じゃあ、私(わたくし)に任せて下さらない?」
聡子は、“何故??” 状態だった。
“………??”
「私(わたくし)、優紀さんを一目で気に入りましたの⤴。
是非に、総二郎のお嫁さんに欲しいんですの⤴。
その為でしたら、どんな協力も惜しみませんわ⤴。」
“………はぁ~⤴。”
「次回のお茶会に優紀さんをお連れして頂けないかしら⤴。」
で、無理矢理、聡子に連れ来られた優紀だった。
やはりと言うべきか、態と言うべきか、優紀は総二郎と会う事に成ってしまった。
「優紀‼
来てくれたんだ。
来てくれて、嬉しいよ‼」
「………」
総二郎は優紀に敢えて、声を掛けて来ていたのだ。
周りにも分かるように、態と、名前を呼び捨てで…。
「優紀、茶会が終了したら、少しで良いから話せねぇか?」
「………」
優紀は態と答えなかった。
総二郎は絶好のチャンスを逃さまいと、必死だった。
まるで、総二郎と優紀は恋人同士で喧嘩していて、総二郎が優紀に許しを請うている設定で、総二郎は優紀に話し掛けていた。

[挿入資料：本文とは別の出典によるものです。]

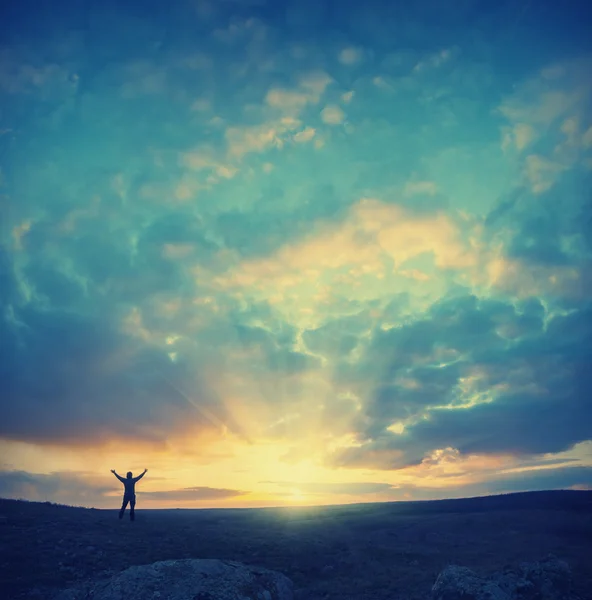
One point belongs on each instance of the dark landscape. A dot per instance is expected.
(364, 551)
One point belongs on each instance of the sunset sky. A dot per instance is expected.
(294, 252)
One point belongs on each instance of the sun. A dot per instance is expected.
(296, 495)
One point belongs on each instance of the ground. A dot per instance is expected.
(375, 551)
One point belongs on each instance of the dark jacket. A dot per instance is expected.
(129, 483)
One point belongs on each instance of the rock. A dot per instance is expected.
(549, 579)
(460, 583)
(186, 579)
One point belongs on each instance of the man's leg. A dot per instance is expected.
(123, 505)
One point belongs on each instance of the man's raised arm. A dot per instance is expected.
(116, 475)
(140, 476)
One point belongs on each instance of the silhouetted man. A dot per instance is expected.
(129, 494)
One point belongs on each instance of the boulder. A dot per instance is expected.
(187, 579)
(549, 579)
(460, 583)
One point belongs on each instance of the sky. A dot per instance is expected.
(286, 253)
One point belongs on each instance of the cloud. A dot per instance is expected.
(332, 115)
(305, 135)
(350, 56)
(420, 187)
(62, 487)
(484, 397)
(373, 236)
(348, 488)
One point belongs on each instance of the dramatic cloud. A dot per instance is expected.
(250, 242)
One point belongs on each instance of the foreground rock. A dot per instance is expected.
(187, 579)
(549, 579)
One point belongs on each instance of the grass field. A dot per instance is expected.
(373, 551)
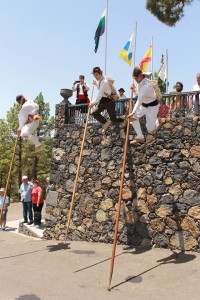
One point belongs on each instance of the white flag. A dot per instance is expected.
(163, 72)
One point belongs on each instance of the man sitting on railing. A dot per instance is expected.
(195, 100)
(179, 103)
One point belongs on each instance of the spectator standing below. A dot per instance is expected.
(4, 209)
(163, 109)
(81, 88)
(25, 191)
(179, 103)
(146, 105)
(104, 101)
(194, 100)
(28, 120)
(38, 202)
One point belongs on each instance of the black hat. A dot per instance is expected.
(96, 70)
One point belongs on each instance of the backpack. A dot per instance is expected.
(114, 94)
(156, 89)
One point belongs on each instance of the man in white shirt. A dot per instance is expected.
(146, 105)
(194, 100)
(121, 94)
(28, 120)
(81, 88)
(104, 101)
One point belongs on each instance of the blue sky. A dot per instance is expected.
(46, 44)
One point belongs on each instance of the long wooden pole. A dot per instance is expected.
(106, 38)
(8, 178)
(78, 168)
(120, 196)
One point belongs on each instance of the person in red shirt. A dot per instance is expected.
(38, 202)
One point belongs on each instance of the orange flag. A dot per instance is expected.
(146, 59)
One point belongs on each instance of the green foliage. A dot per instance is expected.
(167, 11)
(28, 161)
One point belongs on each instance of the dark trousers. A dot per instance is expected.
(27, 210)
(37, 213)
(84, 108)
(109, 105)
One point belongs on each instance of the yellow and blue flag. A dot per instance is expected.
(127, 52)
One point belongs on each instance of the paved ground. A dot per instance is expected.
(33, 269)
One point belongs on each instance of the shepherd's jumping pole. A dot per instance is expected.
(78, 168)
(120, 197)
(8, 178)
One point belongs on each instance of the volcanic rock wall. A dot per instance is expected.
(161, 194)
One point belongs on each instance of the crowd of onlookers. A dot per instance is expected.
(177, 105)
(32, 198)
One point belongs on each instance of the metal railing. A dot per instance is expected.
(173, 104)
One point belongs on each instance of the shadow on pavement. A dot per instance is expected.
(98, 263)
(21, 254)
(60, 246)
(28, 297)
(176, 258)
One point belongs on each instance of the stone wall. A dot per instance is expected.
(161, 195)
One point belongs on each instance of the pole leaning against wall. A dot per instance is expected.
(78, 168)
(120, 196)
(9, 174)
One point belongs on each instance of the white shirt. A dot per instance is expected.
(145, 94)
(122, 97)
(28, 108)
(74, 88)
(104, 90)
(196, 87)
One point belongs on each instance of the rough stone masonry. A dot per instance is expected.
(161, 195)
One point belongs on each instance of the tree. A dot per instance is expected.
(168, 12)
(28, 161)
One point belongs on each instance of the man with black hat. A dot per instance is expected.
(81, 88)
(121, 94)
(146, 105)
(28, 120)
(104, 101)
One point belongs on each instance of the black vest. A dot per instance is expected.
(84, 91)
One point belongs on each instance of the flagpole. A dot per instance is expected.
(166, 71)
(106, 36)
(152, 58)
(135, 44)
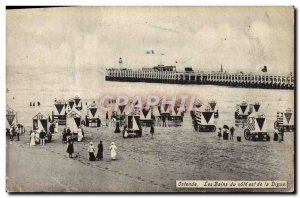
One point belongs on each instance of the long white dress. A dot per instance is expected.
(80, 135)
(56, 127)
(32, 139)
(113, 153)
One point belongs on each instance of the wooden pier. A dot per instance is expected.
(247, 80)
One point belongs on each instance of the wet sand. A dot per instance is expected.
(145, 164)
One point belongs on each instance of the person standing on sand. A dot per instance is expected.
(100, 151)
(42, 137)
(32, 138)
(80, 135)
(113, 153)
(91, 151)
(11, 133)
(70, 148)
(152, 131)
(107, 119)
(64, 139)
(56, 127)
(232, 132)
(18, 133)
(220, 133)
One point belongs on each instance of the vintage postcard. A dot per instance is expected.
(150, 99)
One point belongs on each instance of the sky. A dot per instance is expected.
(83, 38)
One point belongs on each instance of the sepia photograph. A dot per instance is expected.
(165, 99)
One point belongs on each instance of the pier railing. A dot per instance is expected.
(265, 80)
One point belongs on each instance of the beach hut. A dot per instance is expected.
(285, 120)
(243, 110)
(203, 119)
(93, 117)
(73, 120)
(11, 118)
(120, 114)
(133, 124)
(74, 103)
(213, 106)
(256, 128)
(59, 112)
(40, 122)
(176, 116)
(78, 103)
(146, 117)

優紀に話し掛けている感を出している総二郎に、優紀は敢えて、答えなかったのである。
『何なの本当に…?
それで謝っているつもりなの?』
優紀は総二郎の態度が信じられないでいた。
総二郎は、敢えて、周りの重鎮達に、『俺には、優紀が居る。』と、指し示したいだけだった。
『ぜってぇ、優紀は逃がさない。』と、考えての事だったのだ。
だが、今の優紀には、その思いは届いて居ないのだ。
そうなのだ。
高校生の頃から総二郎と優紀は完全に気持ちがすれ違ってしまったままなのだ。
唯、高校生の頃と違うのは、思っている方が総二郎と優紀が入れ替わっているだけだったのだ。
敢えて、言うなら、平行線のまま、交わる事は無い今の状態なのだった。